Leahy, the Vermont liberal who is the senior Democrat on the committee, signaled the capitulation of the “opposition” party in a tortuous speech on the Senate floor Wednesday. Leahy spelled out a series of reasons for voting against the nominee, including his record of opposition to civil rights protections, his unwillingness to answer questions on such key issues as abortion, and the White House refusal to release documents from Roberts’s service in the first Bush administration. Leahy then announced, at the end of this discourse, that he would vote for Roberts anyway, based on the judge’s personal assurances that he was “no ideologue.”

Senate Minority Leader Harry Reid set the stage for this spectacle of dithering and self-contradiction, announcing a day earlier that while he would personally vote against Roberts, he would not attempt to rally the Democratic caucus on the issue. There would be no pressure on individual senators, and no effort to mount a filibuster, as the Senate Democrats did against selected ultra-right nominees for lower-ranking judicial positions.

The incoherent and inconsistent posture of the Democrats is revealed in the rationale the two senators offered for their decisions.
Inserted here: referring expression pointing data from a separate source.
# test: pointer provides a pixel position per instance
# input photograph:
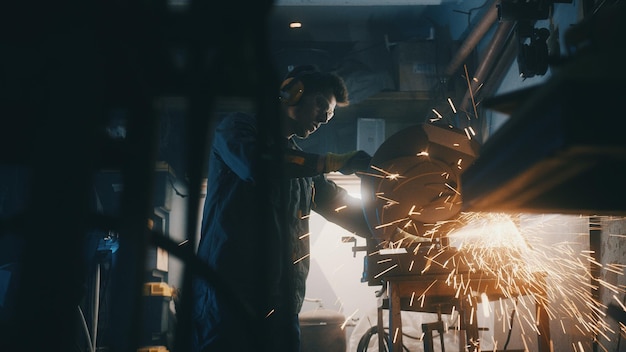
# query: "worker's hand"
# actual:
(347, 163)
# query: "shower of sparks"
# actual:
(452, 188)
(385, 271)
(452, 105)
(469, 88)
(555, 278)
(388, 175)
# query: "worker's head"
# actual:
(309, 98)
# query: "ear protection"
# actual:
(291, 91)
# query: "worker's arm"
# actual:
(337, 206)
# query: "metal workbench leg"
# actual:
(395, 317)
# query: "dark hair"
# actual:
(316, 81)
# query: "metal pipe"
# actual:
(472, 39)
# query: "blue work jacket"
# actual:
(249, 213)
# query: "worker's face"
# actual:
(311, 112)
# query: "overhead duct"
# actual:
(472, 40)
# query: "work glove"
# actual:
(347, 163)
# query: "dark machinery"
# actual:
(412, 201)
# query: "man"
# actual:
(255, 221)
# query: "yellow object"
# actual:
(153, 349)
(157, 289)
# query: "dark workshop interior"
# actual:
(108, 108)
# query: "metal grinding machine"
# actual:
(412, 199)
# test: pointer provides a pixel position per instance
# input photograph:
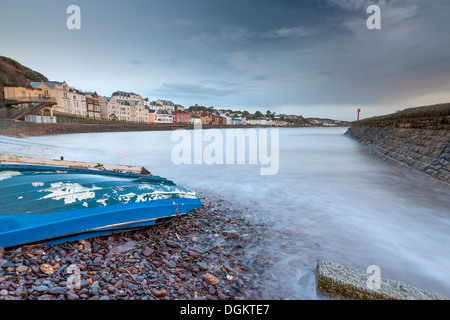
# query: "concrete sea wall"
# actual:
(419, 140)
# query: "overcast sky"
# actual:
(316, 58)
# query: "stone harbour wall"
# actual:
(419, 143)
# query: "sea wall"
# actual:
(14, 128)
(416, 138)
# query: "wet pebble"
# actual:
(178, 260)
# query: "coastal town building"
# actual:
(123, 95)
(60, 92)
(93, 105)
(23, 94)
(181, 118)
(160, 117)
(165, 105)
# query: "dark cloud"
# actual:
(312, 56)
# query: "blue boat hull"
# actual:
(47, 205)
Leahy, who supports abortion rights, said that he would vote for Roberts because his testimony before the Judiciary Committee suggested that he would not “overrule or undercut the right of a woman to choose.” Reid, who opposes abortion, made no reference to the issue in his declaration of opposition, focusing instead on “unanswered questions” about Roberts’s views on civil rights. “I must resolve my doubts in favor of the American people whose rights would be in jeopardy if John Roberts turns out to be the wrong person for the job.”

After Reid and Leahy went their separate ways, the rest of the Democratic caucus divided roughly along geographic lines, with most senators from the Southern and Midwestern states carried by Bush in the 2004 presidential election announcing they would vote for Roberts, while those from the east and west coasts, in states that Bush lost, announced their opposition.

The defeated Democratic presidential candidate, John Kerry, and his fellow Massachusetts liberal, Edward Kennedy, made speeches attacking Roberts and the Bush administration’s refusal to release documents from his tenure as deputy solicitor general from 1989 to 1992, when Bush’s father was president. Diane Feinstein and Barbara Boxer of California declared their opposition primarily on the grounds that Roberts might vote to overturn the Roe v. Wade decision legalizing abortion.

Those Democrats announcing their support for Roberts included Max Baucus of Montana, Tim Johnson of South Dakota, Jeff Bingaman of New Mexico and Mary Landrieu of Louisiana, as well as Feingold, who is widely reported to be considering a campaign for the Democratic presidential nomination in 2008.

Kerry’s speech was typically conflicted. Speaking of Roberts, he said it “may turn out that he will be an outstanding chief justice, but I cannot say with confidence that I know how he will approach constitutional questions of fundamental importance.” He criticized the confirmation process as “increasingly sterile” and “little more than an empty shell.”

That description is, if anything, an understatement. The week of hearings before the Judiciary Committee amounted to a carefully scripted game of dodge, in which Roberts repeatedly declined to answer questions about his views on a wide range of legal and political issues, offering only the most banal platitudes about respect for the institution of the Supreme Court and preserving the Constitution.